Der alte Rundbrief ist übrigens auf dem Internet unter der Adresse http://perlmeister.com/rundbrief.archiv/990603/index.html zu lesen. Ich lief locker durch und belegte mit 01:25:37 Platz 8.151 -- von 52.356 Läufern, die das Ziel erreichten. 01:25:37 ist nach wie vor nicht berauschend für 12km, aber ihr müsst natürlich eine Wartezeit von etwa 15 Minuten am Start mit einrechnen. Solange dauerte es, bis sich der Pulk von 70.000 Leuten an der Stelle, an der ich mich aufhielt, in Bewegung setzte.

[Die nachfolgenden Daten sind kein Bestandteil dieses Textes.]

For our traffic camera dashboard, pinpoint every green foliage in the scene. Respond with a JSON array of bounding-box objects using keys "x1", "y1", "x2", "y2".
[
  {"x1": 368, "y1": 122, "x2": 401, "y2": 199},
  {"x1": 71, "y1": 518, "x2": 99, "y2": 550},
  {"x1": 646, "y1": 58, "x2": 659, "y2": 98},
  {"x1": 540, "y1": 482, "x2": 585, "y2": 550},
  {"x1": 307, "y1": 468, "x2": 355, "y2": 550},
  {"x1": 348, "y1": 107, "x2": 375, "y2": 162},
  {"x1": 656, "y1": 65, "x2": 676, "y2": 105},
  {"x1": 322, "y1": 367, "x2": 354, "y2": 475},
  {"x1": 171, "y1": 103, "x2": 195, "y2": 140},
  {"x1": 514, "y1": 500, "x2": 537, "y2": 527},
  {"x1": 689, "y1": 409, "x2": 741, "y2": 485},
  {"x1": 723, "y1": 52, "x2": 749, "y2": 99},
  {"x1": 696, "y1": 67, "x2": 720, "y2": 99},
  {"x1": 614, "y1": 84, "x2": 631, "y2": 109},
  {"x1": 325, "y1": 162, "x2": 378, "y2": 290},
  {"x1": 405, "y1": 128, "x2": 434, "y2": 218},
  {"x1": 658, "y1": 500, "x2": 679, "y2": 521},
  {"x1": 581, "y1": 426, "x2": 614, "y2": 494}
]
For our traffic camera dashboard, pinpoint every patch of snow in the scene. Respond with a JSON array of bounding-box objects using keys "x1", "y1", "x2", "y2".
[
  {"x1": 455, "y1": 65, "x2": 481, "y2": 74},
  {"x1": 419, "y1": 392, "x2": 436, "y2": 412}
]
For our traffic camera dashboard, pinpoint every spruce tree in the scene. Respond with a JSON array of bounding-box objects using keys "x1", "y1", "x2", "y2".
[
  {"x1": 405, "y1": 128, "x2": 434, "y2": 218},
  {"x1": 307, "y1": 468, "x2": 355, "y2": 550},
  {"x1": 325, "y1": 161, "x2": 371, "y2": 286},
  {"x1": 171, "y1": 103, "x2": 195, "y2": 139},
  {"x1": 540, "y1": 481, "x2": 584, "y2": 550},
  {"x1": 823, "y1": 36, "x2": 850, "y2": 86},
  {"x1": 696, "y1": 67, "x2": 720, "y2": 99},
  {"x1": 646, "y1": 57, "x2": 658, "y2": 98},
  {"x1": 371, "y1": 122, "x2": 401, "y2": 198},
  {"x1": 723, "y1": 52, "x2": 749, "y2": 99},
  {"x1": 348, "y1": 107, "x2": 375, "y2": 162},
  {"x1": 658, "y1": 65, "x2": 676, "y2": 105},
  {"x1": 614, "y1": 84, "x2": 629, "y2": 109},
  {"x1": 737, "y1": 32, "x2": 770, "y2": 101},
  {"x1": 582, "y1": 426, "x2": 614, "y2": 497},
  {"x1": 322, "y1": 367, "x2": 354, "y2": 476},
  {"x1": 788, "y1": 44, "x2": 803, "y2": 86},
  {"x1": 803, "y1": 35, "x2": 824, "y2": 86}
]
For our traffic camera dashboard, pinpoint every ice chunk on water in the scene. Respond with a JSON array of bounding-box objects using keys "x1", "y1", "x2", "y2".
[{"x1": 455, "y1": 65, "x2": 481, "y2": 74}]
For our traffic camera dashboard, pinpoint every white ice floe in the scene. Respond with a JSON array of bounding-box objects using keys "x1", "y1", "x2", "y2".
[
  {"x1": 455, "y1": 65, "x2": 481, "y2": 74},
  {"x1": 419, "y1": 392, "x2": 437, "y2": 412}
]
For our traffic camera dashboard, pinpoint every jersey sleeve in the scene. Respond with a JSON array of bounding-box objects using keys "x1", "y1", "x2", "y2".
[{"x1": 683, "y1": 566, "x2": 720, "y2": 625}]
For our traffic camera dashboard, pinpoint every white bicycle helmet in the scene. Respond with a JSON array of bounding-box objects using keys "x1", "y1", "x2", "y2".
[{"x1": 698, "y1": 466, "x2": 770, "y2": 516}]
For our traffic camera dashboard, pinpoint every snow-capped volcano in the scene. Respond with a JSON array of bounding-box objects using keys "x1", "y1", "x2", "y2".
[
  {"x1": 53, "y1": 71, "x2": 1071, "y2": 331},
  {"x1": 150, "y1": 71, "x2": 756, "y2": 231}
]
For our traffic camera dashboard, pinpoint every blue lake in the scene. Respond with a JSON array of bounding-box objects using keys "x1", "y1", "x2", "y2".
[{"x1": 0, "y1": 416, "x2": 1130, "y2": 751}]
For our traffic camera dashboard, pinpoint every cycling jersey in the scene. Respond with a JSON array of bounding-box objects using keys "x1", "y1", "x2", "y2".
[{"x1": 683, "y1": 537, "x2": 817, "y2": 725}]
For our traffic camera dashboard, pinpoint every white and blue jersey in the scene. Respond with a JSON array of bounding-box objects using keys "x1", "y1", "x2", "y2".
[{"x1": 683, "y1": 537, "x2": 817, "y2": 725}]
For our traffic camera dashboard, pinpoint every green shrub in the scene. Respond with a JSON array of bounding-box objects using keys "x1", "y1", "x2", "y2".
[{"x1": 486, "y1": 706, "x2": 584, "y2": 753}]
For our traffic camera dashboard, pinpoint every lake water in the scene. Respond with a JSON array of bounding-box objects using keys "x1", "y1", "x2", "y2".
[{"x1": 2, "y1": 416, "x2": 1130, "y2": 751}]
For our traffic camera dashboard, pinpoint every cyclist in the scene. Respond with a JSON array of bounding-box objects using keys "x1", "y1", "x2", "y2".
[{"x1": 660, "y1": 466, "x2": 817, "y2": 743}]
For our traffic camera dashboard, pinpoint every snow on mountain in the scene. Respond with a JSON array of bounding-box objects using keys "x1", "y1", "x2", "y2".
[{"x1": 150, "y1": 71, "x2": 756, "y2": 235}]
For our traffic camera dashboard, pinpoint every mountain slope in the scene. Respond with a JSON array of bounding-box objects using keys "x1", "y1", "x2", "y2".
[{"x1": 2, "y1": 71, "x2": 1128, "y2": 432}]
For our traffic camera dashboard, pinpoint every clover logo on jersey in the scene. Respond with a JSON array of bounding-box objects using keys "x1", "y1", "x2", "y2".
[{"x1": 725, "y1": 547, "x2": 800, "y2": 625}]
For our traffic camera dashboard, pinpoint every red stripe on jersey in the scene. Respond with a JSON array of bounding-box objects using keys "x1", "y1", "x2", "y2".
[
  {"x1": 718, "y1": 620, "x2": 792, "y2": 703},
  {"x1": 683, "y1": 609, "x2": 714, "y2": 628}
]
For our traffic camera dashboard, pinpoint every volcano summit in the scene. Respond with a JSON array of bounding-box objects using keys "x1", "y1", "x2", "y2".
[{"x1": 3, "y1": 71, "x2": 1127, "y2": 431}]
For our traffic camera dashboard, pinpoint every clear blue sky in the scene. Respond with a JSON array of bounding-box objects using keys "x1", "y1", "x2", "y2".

Abbildung [6]: Zwei Läufer mit Körperbemalung.

Abbildung [7]: Auch Opa läuft mit dem Leiterwagen mit.

Wie immer ist das Ganze natürlich Online dokumentiert. Die Rennleitung hat folgenen Link veröffentlicht: www.baytobreakers.com , wo ihr nur ins Suchfeld "How'd I do?" den Namen "Schilli" eingeben müsst. Reuben Cheruiyot aus Kenia lief wie immer etwas schneller: Nur 34 Minuten und 54 Sekunden brachten ihm heuer Platz Eins.

Abbildung [8]: Bay to Breakers: Zielfoto, auf dem einer der Rundbriefschreiber sichtbar ist (ganz rechts)

Wie ich gerade in dem Buch Mein langer Lauf zu mir selbst gelesen habe, lief Außenminister Joschka Fischer anno 1998 den Marathon in Hamburg in 3:41:36 Stunden. Von den 42,195 Kilometern des Marathons auf 12km heruntergerechnet ergibt sich damit eine Zeit von ... ratter, ratter ... 01:03:01. Ja, da ist der alte Herr doch glatt schneller als ich, so eine Frechheit! Na, wartet nur, bis ich 50 bin ...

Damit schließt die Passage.